Пока хозяин дома старался, не щадя сил, занять Изабеллу этим разговором в несколько интимной манере, она нет-нет да поглядывала на мадам Мерль, которая на этот раз отвечала на ее взгляды рассеянной Улыбкой, не таившей никаких неуместных намеков на успех нашей героини. Улучив момент, мадам Мерль предложила графине Джемини спуститься в сад, и та, поднявшись с места и встряхнув своим оперением, шурша и шелестя, направилась к дзери.

– Бедная мисс Арчер! – воскликнула она, сочувственно обозревая группу в другом конце комнаты. – Ее уже включили в семейный круг.

– Мисс Арчер не может не отнестись с сочувствием к семье, к которой принадлежишь ты, – отвечал мистер Озмонд, посмеиваясь, но, несмотря на оттенок иронии, в словах его звучала скорее добрая терпимость.

– Не знаю, что ты хочешь этим сказать! Но уверена, что наша гостья не видит во мне ничего дурного – разве что ты наговорил на меня всякой чепухи. Я лучше, чем он меня изображает, мисс Арчер, – продолжала графиня. – Я только порядком глупа и скучна. Ничего хуже он вам обо мне не сказал? О, в таком случае ваше общество на него благотворно действует. Он уже качал разглагольствовать на свои излюбленные темы? Имейте в виду, у моего братца в запасе несколько таких тем и толкует он о них а fond.[101] Так что, если он оседлал этого своего конька, вам лучше снять шляпку.

– Боюсь, излюбленные темы мистера Озмонда мне пока неизвестны, – сказала Изабелла, вставая.

Графиня изобразила глубокую задумчивость, приложив правую руку кончиками пальцев ко лбу.

– Минутку! Сейчас я их вам назову: первая – Макиавелли, вторая – Виттория Колонна,[102] третья – Метастазио.[103]

– Ах, – сказала мадам Мерль, беря графиню под руку и чуть-чуть подталкивая к выходу, – со мной Озмонд никогда не ударяется в разговоры об истории

– С вами! – воскликнула графиня, удаляясь вместе с мадам Мерль. – Вы сами – Макиавелли, вы сами – Виттория Колонна.

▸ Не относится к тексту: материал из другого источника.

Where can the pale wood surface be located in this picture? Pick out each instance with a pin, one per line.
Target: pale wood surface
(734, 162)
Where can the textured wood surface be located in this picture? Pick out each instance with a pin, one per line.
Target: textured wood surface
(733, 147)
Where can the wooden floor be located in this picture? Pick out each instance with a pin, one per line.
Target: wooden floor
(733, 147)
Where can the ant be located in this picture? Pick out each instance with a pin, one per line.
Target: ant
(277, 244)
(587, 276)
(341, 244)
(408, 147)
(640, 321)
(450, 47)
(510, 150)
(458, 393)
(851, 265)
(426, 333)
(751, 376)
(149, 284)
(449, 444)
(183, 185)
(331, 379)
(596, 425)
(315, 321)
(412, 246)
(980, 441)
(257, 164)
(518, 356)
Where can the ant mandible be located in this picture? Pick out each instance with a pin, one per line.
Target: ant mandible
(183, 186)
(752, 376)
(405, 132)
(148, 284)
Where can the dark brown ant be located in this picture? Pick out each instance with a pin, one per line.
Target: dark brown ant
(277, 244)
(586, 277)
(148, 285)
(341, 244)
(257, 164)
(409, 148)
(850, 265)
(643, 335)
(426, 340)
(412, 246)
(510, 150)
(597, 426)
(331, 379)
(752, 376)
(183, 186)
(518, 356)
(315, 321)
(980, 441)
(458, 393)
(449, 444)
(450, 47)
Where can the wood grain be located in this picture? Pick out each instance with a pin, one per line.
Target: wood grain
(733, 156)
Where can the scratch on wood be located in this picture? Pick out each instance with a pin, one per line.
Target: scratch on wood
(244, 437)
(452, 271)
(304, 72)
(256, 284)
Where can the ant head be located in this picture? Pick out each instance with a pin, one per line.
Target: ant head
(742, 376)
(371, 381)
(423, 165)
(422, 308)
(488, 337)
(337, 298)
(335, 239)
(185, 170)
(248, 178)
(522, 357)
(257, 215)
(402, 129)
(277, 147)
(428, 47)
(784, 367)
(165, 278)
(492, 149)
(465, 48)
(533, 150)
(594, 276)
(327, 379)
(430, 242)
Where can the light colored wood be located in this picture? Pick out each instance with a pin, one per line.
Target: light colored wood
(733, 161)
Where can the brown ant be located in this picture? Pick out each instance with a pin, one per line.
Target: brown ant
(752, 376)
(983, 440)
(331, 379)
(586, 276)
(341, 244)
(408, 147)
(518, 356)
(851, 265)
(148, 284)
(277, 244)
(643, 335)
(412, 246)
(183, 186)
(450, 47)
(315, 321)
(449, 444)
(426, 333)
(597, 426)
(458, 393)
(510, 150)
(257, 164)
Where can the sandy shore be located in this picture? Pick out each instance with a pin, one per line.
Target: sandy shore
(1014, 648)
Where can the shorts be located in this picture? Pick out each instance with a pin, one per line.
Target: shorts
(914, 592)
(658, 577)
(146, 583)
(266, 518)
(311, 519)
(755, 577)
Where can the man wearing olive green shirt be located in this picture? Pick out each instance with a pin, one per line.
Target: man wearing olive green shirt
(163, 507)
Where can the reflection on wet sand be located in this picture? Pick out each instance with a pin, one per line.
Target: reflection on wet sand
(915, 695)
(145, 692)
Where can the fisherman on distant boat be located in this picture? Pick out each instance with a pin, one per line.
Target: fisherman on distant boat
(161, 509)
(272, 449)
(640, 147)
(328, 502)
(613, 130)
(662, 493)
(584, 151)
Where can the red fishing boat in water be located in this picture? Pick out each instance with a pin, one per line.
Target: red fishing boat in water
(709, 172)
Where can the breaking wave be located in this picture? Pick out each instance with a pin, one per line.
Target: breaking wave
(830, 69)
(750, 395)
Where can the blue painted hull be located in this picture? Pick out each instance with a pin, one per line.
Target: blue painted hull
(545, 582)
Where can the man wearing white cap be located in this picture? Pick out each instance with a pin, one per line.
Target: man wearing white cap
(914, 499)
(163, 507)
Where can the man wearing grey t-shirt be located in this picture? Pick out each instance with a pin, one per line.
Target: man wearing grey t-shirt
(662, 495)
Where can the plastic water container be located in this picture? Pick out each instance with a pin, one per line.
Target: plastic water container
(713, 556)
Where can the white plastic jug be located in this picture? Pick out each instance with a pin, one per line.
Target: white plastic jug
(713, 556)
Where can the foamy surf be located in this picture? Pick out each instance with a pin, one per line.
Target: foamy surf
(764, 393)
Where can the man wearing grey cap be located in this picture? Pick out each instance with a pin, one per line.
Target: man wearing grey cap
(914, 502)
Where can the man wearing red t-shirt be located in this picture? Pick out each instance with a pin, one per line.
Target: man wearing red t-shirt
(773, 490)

– Сейчас мы услышим, что мадам Мерль еще и Метастазио, – смиренно вздохнул Гилберт Озмонд.

Изабелла встала, полагая, что тоже спустится в сад, но Озмонд явно не изъявлял желания куда-либо идти: он стоял, держа руки в карманах, а его дочурка, подхватив отца под локоть, льнула к нему, и подняв глаза, смотрела то на него, то на Изабеллу. Изабелла с молчаливой готовностью предоставила Озмонду решать, где протекать их беседе; ей нравилось, как он разговаривает с ней, нравилось его общество: она чувствовала – в ее жизни завязывается новая дружба, а это чувство всегда вызывало в ней внутренний трепет. Сквозь открытую дверь просторной гостиной она видела, как мадам Мерль и графиня Джемини прогуливаются по шелковистому газону; отведя взгляд, Изабелла обвела им окружавшие ее вещи. Она ехала сюда с мыслью, что мистер Озмонд покажет ей свои сокровища: его картины и шкатулки и в самом деле выглядели сокровищами. И Изабелла направилась к одной из картин, чтобы получше ее рассмотреть, но не успела сделать и двух шагов, как услышала вопрос:

– Что вы скажете о моей сестре, мисс Арчер? – отрывисто спросил мистер Озмонд.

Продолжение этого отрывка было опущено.